A Critical Analysis of the Role of Measurement on the Validity of Research
MAUREEN CONROY (University of Florida), Janine Peck Stichter (University of Missouri-Columbia)
Abstract: There is an ever-growing need to conduct high quality research and translate our research findings to practice by emphasizing high quality, scientifically based intervention strategies for teachers to use when addressing problem behaviors demonstrated by children and youth with emotional/behavioral disorders (EBD). This presentation critically analyzes the research trends in the field of emotional/behavioral disorders (EBD) with a specific emphasis on the role of measurement in single subject design methodology in the field of EBD. Specifically, a critical analysis and examination of the current measurement practices and the effect these practices have on the internal, external, and social validity of the research within the field of emotional/behavioral disorders (EBD) will be presented. In particular, an examination of how the shifts in EBD research, conceptually as well as practically, have impacted measurement systems, ultimately affecting the validity of the research and the availability of scientifically based practices will be discussed. In addition, a proposal for extending the empirical rigor and generalization of our research findings with the goal of improving the validity of the research findings and the availability scientifically based practices for children, families, and teachers is presented.
Alternative Strategies for Determining Intervention Effectiveness
MELISSA L. OLIVE (University of Texas, Austin)
Abstract: This paper will present results from a series of assessment-based intervention studies conducted with 6 children who engaged in challenging behavior. Next results will be presented in terms of effect size calculations (i.e., standard mean difference and regression analysis), and percentage of non-overlapping data (PND; Scruggs, Mastropieri, & Casto, 1987). The author will discuss issues regarding effec t size calculations for single subject designs.
Multiple Measures to Assess Student Behavior Change and Treatment Fidelity: Issues, Methods and Preliminary Results
JAMES J. FOX (East Tennessee State University), Leia D. Blevins (East Tennessee State University), Angela Spranger (East Tennessee State University), Cheri Kyzer (East Tennessee State University), Christi Carr (East Tennessee State University), Stacy Foster (East Tennessee State University)
Abstract: Experimental and case study reports show that functional behavior assessment (FBA) interventions effectively reduce student challenging behaviors when implemented or supervised by researchers (see, for example, Sasso, Conroy, Stichter, & Fox, 2001).
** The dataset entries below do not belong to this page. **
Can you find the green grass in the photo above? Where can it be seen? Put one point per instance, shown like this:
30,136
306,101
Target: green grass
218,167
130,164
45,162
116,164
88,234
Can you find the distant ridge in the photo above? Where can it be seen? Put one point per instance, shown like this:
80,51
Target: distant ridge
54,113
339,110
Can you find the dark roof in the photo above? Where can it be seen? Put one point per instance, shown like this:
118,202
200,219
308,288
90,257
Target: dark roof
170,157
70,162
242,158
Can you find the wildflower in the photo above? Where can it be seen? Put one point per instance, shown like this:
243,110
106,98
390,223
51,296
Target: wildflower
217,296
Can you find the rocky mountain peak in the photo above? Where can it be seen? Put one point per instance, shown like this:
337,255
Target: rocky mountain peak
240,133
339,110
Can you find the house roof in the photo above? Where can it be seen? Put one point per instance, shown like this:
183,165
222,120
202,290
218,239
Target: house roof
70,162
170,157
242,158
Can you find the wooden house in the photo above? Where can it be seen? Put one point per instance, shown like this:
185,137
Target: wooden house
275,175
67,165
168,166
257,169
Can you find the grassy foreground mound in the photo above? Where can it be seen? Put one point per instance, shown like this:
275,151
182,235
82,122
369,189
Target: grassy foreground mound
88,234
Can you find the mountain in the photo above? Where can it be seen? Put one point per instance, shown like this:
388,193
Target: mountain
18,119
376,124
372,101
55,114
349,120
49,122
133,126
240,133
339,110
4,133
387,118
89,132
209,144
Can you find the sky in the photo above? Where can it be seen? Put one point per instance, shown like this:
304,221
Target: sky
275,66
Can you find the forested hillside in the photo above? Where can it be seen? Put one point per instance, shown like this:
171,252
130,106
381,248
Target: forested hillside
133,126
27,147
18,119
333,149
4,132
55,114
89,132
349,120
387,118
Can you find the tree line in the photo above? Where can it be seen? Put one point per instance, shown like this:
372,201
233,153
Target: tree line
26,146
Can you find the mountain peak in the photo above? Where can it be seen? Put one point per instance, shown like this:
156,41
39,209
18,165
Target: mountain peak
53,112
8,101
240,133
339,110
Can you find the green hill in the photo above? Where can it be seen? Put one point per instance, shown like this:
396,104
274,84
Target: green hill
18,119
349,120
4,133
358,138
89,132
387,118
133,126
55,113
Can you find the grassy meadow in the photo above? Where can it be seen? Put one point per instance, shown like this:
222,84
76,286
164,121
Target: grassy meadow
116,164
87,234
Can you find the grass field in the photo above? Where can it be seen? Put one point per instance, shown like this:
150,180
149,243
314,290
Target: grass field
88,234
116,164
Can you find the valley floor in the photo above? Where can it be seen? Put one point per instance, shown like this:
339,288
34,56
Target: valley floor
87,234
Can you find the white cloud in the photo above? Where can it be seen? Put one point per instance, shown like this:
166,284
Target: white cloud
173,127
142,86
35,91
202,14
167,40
Two large scale studies produced conflicting results, one finding that personnel trained in FBA reduced student behavior problems (Chandler, Dahlquist, Repp & Feltz,1999), the other reporting few differences between FBA based- and more traditional behavior management interventions (Schill, Kratochwill, & Elliot, 1998). One factor that may have contributed to these conflicting outcomes is the failure of classroom personnel to faithfully implement FBA-based interventions. Despite a clear need for such studies (e.g., Gable, Hendrickson, & Van Acker, 2001), "treatment fidelity" studies that assess both the student's and teacher's behaviors are lacking. This presentation will discuss: (a) issues in treatment fidelity analyses; (b) multi-method procedures for accomplishing such an analysis; and, (c) results from an ongoing treatment fidelity study of students with disabilities conducted in various school systems in northeast Tennessee. Data were collected using inexpensive palm top computers and commercially available software.